Il video girato da un lettore a Torrente Trapani
La Sicilia brucia, a Messina come a Palermo, dove oggi l’aeroporto è chiuso fino alle 11 per via degli incendi. E, nel frattempo, mentre l’Isola già subiva le conseguenze dei disagi provocati dall’aeroporto di Fontanarossa, Catania è rimasta senz’acqua e senza luce. Un’estate nel segno dell’instabilità, per chi vive qui e per i turisti, che s’accompagna a un’altra eterna situazione precaria: le autostrade e le infrastrutture colabrodo, con i lavori che non finiscono mai.
Tuttavia, non giova assecondare il nostro atavico vittimismo ma occorre pretendere dalla politica un salto di qualità nella prevenzione e programmazione. Il tutto nella consapevolezza che anche noi cittadini dobbiamo fare un analogo salto di qualità nelle scelte elettorali, nel rapporto con le istituzioni, nell’assunzione di responsabilità. Solo così potremo pretendere il massimo da chi ci rappresenta.

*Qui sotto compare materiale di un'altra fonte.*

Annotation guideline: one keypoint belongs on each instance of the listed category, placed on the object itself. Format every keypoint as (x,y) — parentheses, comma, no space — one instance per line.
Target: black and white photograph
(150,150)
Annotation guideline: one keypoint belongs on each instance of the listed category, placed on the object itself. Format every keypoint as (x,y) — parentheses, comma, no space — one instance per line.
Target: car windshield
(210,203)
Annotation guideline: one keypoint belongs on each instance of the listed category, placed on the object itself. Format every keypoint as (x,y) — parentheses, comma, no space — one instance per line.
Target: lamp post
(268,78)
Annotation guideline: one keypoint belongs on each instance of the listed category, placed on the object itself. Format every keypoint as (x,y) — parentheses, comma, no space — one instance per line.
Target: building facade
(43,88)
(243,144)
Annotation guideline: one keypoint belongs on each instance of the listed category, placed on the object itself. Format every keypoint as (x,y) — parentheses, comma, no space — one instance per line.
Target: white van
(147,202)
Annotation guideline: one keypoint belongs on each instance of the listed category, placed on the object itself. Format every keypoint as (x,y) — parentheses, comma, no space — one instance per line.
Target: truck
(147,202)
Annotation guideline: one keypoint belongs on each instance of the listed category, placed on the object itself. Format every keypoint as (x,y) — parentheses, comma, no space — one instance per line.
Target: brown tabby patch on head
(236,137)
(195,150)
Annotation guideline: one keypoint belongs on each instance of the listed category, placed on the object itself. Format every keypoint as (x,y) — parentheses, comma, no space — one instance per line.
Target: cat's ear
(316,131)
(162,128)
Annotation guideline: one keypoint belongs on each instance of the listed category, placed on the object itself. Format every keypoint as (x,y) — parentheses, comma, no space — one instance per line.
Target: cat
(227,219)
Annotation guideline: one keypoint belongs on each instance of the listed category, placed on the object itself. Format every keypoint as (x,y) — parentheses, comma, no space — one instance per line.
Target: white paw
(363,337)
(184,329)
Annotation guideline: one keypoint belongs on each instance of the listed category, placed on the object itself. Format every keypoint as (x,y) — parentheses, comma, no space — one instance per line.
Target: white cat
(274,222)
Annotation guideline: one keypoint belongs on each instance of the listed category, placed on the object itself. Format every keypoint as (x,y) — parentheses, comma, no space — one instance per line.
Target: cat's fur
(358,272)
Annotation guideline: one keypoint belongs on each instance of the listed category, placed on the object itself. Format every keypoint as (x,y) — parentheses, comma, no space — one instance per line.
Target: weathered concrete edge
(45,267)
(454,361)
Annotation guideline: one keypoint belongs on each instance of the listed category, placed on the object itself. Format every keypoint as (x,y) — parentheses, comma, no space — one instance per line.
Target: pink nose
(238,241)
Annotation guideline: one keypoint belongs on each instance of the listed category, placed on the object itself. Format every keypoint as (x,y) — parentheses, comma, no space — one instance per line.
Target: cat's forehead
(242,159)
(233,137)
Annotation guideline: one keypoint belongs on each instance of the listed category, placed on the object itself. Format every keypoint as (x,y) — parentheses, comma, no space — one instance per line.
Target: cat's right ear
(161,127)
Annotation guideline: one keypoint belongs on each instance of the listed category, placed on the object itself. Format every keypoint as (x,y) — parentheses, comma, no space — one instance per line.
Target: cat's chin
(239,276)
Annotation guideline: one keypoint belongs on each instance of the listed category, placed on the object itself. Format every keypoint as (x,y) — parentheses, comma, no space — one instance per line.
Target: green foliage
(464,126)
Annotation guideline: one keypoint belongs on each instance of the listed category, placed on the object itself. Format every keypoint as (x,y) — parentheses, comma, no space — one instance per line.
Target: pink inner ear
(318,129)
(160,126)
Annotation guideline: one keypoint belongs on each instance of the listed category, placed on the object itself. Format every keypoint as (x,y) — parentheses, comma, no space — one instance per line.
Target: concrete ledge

Che cosa hanno in comune le enormi difficoltà nella gestione delle emergenze legate all’aeroporto, l’eterno ritorno degli incendi, l’incapacità di chiudere la stagione dei lavori in corso, delle strade e infrastrutture super precarie? A questo quadro non confortante potremmo pure aggiungere l’emergenza economica e sociale, il lavoro che non c’è e le prospettive incerte per le nuove generazioni. Che cosa ne deduciamo? Che cosa hanno in comune questi elementi se non una eterna provvisorietà? Tutto rimane incerto, precario, mortifero. E alimenta il disfattismo di noi siciliani.
E, allora, se questo è il quadro, che fare? Lo ribadiamo: serve un salto di qualità. Se il Pnrr rischia di diventare un’occasione perduta, in relazione all’obiettivo di ridurre il divario tra nord e sud, occorre un processo di rigenerazione fuori dal comune. In primo piano la necessità di una formazione politica, culturale e tecnica di una nuova classe dirigente, con politici e burocrati all’altezza delle sfide.
I meccanismi di selezione dei politici, in assenza di partiti dalla solida identità, sono ai minimi storici. E la pubblica amministrazione e i dirigenti sono spesso in balìa di meccanismi burocatici e normativi a volte infernali. Per molti aspetti, la Regione siciliana è l’emblema di questa paralisi.
Serve dunque un colpo d’ali. Si faccia tesoro del fallimento odierno – figlio dell’assenza di una visione lunga che combini la prevenzione con la programmazione, la qualità degli interventi con la velocità dei tempi in modo da ridurre i disagi – per cambiare davvero. Investimenti, idee, progetti, forze nuove.
Se non vogliamo che il disastro sia l’unica risorsa per il sud, come affermava un filosofo, il cambiamento deve essere costruito subito, con passi in avanti significativi, seppure nella gradualità. Ora o mai più. Con una citazione abusata potremmo pure domandarci: “Se non ora quando?”.